Falando no Nono Congresso do Partido dos Trabalhadores da Coreia do Norte, que durou uma semana, em Pyongyang, Kim descreveu a Coreia do Sul como “o inimigo mais hostil” e disse que “a postura conciliatória que o atual governo da Coreia do Sul defende na superfície é desajeitadamente enganosa e grosseira”, disse a mídia estatal Agência Central de Notícias Coreana (KCNA).

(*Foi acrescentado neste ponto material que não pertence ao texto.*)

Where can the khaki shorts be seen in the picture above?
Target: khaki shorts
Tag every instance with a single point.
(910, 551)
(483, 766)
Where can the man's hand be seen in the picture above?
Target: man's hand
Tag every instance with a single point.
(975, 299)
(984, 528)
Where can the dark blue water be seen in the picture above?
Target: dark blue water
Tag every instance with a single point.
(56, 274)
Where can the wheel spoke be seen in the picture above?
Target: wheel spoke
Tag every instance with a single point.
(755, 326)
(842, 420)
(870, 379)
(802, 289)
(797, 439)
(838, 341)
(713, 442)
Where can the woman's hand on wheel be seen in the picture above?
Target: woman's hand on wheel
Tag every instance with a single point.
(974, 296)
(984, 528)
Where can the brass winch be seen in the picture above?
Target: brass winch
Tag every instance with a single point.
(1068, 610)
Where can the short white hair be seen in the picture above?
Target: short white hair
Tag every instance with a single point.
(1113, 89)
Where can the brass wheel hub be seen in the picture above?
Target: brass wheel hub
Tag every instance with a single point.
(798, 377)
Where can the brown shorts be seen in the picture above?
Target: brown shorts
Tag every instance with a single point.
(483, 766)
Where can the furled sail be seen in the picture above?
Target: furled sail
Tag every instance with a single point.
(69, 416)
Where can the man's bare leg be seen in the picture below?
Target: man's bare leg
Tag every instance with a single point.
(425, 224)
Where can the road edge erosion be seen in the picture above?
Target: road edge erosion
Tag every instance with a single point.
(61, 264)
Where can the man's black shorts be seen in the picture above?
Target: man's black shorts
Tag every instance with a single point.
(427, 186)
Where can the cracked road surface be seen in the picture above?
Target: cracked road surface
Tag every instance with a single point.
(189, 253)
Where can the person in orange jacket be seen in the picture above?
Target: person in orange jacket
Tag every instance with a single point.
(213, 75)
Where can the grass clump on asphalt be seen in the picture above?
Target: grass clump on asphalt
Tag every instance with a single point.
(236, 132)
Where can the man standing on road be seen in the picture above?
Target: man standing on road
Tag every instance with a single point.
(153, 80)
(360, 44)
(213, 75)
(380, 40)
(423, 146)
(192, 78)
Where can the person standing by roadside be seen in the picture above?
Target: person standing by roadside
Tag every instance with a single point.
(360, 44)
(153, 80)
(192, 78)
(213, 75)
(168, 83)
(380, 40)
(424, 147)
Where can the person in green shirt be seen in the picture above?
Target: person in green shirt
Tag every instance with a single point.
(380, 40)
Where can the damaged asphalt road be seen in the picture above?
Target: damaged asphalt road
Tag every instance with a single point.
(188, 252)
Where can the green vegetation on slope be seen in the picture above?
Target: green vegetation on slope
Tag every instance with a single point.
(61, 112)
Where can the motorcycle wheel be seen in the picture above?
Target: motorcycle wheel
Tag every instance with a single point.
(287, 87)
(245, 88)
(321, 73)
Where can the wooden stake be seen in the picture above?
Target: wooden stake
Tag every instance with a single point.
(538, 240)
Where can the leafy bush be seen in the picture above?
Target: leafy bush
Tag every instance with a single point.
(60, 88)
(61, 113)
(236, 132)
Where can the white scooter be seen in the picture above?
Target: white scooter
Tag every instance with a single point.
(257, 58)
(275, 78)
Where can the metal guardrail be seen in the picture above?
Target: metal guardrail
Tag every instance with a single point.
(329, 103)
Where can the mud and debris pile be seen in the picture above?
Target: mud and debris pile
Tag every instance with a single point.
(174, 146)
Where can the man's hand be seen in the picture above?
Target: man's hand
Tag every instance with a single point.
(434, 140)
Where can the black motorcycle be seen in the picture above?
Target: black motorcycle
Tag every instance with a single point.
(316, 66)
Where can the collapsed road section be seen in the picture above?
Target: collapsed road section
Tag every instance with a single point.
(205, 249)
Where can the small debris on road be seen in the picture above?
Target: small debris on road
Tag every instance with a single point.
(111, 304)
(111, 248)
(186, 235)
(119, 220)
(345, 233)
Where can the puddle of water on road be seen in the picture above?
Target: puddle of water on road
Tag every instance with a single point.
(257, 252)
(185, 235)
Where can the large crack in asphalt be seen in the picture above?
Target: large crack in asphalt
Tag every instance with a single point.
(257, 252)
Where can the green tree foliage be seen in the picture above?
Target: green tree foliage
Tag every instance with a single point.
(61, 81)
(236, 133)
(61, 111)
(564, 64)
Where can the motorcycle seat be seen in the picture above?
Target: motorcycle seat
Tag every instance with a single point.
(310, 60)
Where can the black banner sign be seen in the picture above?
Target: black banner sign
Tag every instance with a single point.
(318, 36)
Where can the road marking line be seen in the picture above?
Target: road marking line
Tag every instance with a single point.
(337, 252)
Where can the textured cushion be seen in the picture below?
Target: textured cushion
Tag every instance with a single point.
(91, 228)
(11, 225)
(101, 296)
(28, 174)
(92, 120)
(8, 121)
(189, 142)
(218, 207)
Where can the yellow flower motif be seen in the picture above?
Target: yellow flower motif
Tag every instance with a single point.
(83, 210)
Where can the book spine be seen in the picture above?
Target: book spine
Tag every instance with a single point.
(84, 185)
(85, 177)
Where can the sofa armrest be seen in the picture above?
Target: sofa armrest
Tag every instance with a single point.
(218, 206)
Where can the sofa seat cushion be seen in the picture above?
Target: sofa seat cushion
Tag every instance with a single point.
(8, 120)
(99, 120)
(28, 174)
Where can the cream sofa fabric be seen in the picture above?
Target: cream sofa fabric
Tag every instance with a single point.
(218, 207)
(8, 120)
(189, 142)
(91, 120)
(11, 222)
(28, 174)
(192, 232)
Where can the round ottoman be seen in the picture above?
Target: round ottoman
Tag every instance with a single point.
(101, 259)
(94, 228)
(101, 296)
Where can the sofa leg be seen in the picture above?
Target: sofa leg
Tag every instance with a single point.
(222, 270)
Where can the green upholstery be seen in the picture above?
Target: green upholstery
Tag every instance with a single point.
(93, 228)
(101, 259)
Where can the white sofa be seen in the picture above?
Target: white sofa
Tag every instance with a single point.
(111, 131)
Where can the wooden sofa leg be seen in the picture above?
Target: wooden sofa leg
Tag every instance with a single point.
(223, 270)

Kim disse que a Coreia do Norte poderia “iniciar uma ação unilateral” se a Coreia do Sul se envolvesse em “comportamento repugnante” em relação ao seu país, rejeitando os esforços recentes de Seul para melhorar os laços.
“O colapso total da Coreia do Sul não pode ser descartado”, disse Kim, segundo a KCNA.
O líder norte-coreano Kim Jong Un fala durante o Nono Congresso do Partido dos Trabalhadores, no poder, em Pyongyang, em 23 de fevereiro de 2026. (Agência Central de Notícias da Coreia via REUTERS)
Durante o congresso, Kim delineou objetivos políticos de cinco anos centrados na expansão do arsenal nuclear da Coreia do Norte. Acredita-se que o país tenha cerca de 50 ogivas e material físsil suficiente para produzir até 40, de acordo com uma estimativa do ano passado do Instituto Internacional de Pesquisa para a Paz de Estocolmo.
O líder norte-coreano disse que o “status internacional do país aumentou extraordinariamente”.
“É a firme determinação do nosso Partido expandir e fortalecer ainda mais a nossa energia nuclear nacional e utilizar plenamente o seu estatuto de Estado nuclear”, disse Kim, segundo a KCNA. “Vamos nos concentrar em projetos para aumentar o número de armas nucleares e expandir os canais operacionais nucleares”.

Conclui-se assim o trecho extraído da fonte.